I was grateful to hear that. But it made me feel a bit like a heartless jerk, too. I was proving to be exactly the kind of heartless jerk some people consider us reporters to be. Willing to do anything for a story. But I was still trying to convince myself that as long as I did not permit this to get really personal, I was in the clear morally and ethically—no matter what happened down the line on the story.

We rode through downtown Albany across the Hudson River bridge and then south on Highway 9. Marti’s talk, still a bit frantic sounding, was suddenly about trivial things. We came to the Kinderhook town limits sign and then the Dutch Reformed Church Cemetery.

“Good to see you again, ‘O.K.,’ ” Marti said with a laugh, tossing her head in a bow toward a field of gray gravestones on the left. The gesture was aimed specifically at a sixteen-foot-high gray marble obelisk on the grave of Martin Van Buren, known as O.K. for short.
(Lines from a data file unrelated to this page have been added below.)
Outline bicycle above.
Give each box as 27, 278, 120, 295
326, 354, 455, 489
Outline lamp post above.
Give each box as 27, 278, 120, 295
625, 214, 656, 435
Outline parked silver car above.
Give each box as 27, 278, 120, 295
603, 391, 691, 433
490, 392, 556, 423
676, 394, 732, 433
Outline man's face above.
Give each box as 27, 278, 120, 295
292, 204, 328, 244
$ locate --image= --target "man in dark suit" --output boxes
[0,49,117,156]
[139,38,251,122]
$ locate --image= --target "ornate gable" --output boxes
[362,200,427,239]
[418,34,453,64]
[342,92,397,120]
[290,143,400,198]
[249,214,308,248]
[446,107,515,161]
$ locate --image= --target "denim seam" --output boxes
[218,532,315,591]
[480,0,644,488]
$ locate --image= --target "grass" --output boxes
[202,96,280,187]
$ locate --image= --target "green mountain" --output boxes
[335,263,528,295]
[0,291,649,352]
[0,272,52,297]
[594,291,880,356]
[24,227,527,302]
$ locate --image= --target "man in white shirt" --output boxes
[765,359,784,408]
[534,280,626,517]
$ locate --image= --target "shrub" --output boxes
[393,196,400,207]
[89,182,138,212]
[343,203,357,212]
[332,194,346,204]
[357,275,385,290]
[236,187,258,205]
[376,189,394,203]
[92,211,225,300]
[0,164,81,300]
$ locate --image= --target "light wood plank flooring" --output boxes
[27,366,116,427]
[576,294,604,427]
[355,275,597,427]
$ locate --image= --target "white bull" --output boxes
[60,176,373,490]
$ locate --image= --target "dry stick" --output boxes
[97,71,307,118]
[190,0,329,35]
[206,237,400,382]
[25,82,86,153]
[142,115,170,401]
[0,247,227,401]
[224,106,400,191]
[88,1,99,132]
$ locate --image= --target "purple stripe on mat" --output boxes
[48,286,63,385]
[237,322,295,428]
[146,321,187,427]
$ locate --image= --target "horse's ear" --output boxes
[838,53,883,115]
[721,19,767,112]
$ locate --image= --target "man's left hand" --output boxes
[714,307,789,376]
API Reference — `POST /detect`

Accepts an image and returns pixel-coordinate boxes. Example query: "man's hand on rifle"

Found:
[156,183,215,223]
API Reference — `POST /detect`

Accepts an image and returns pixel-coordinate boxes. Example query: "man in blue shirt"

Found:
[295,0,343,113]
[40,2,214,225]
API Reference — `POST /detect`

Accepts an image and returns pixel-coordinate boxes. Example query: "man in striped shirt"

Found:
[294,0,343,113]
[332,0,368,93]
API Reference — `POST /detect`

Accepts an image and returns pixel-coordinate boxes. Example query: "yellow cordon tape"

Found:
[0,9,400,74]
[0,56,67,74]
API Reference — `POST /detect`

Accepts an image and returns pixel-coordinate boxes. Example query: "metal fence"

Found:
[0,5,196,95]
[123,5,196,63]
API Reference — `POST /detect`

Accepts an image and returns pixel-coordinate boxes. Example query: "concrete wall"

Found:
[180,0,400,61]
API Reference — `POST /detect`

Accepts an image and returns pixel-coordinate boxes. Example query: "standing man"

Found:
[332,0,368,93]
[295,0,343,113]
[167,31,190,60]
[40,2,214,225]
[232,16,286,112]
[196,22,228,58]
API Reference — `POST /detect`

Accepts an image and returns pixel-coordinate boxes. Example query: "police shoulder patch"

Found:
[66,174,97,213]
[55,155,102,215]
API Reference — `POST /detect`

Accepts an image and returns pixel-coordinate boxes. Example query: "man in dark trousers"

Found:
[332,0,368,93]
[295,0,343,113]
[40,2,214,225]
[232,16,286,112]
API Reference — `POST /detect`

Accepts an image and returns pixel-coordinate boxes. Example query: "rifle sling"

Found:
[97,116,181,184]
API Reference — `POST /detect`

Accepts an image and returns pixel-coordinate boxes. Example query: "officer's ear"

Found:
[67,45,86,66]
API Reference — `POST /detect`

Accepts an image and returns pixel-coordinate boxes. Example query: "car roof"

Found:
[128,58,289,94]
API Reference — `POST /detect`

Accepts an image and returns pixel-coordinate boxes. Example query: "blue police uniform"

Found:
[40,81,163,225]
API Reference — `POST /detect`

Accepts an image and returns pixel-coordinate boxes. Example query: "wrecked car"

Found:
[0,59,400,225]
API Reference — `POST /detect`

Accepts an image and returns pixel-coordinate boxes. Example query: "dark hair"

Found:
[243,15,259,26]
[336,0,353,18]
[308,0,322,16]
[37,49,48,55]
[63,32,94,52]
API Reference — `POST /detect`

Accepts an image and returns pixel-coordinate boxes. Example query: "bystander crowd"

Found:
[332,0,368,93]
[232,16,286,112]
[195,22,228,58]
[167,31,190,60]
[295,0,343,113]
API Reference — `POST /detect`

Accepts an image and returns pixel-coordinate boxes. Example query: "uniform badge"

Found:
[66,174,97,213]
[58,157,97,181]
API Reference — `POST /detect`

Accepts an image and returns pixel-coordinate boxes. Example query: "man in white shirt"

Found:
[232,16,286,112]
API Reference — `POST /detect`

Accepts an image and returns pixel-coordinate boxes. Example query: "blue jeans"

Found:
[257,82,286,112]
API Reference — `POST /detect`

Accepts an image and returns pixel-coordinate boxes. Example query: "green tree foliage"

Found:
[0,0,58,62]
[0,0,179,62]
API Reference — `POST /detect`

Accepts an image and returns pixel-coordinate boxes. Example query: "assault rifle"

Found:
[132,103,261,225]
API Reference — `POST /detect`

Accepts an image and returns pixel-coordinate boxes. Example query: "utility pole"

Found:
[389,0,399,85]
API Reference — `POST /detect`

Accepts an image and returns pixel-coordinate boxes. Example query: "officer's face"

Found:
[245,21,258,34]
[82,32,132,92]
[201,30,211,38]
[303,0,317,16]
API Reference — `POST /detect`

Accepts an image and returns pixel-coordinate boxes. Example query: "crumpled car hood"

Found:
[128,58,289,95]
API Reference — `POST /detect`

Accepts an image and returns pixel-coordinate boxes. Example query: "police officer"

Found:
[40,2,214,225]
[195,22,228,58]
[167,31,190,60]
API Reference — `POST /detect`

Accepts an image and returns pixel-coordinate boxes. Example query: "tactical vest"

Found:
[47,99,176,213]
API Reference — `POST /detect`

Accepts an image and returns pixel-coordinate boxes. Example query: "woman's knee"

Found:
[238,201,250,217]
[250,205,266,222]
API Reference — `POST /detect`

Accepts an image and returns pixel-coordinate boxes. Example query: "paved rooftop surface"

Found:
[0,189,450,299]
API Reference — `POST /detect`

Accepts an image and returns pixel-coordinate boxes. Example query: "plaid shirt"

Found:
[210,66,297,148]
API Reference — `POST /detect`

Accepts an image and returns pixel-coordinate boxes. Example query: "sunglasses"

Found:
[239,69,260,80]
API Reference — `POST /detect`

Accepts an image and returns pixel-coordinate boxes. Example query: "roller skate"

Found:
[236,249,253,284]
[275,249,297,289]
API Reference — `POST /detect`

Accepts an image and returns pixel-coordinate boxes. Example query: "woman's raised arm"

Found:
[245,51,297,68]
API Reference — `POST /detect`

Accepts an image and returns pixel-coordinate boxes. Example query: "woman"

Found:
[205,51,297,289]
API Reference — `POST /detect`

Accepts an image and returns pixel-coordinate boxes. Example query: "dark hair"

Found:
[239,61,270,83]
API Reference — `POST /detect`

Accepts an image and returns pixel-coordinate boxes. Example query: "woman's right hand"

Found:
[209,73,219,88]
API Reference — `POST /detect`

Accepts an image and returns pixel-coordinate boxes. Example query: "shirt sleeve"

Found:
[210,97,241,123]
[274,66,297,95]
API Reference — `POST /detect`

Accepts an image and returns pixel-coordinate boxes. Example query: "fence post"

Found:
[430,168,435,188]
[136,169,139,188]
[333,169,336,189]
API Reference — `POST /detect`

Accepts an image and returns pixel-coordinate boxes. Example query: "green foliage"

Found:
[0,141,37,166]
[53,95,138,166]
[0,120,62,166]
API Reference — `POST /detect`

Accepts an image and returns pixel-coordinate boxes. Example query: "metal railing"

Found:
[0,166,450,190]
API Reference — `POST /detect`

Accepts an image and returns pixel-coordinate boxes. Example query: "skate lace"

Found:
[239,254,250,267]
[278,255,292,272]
It was a memorial that made for an embarrassing comparison with the dominating obelisk of the 555-foot Washington Monument in Washington, DC. There was nothing in the District of Columbia, not even a park bench or a sewer culvert, named in honor of Van Buren. Marti said she knew from her dad that some wise guys around town took notice of the obelisk comparison between the first and eighth presidents by referring to their local hero Van Buren as “Shorty.”

But the Van Buren nickname “O.K.” actually had added something permanent to the language. It came from Van Buren’s being called “Old Kinderhook” to copycat his political mentor, Andrew Jackson, known famously as “Old Hickory.” Van Buren’s “Old Kinderhook” was shortened by political supporters to “O.K.”—and thus
okay
was born forever and for everyone.

I had already done a little homework on Kinderhook from the various encyclopedias and travel books in the bureau. I
knew that it was a postcard Hudson River Valley one-stoplight town, antique and Dutch, always beautiful and cozy.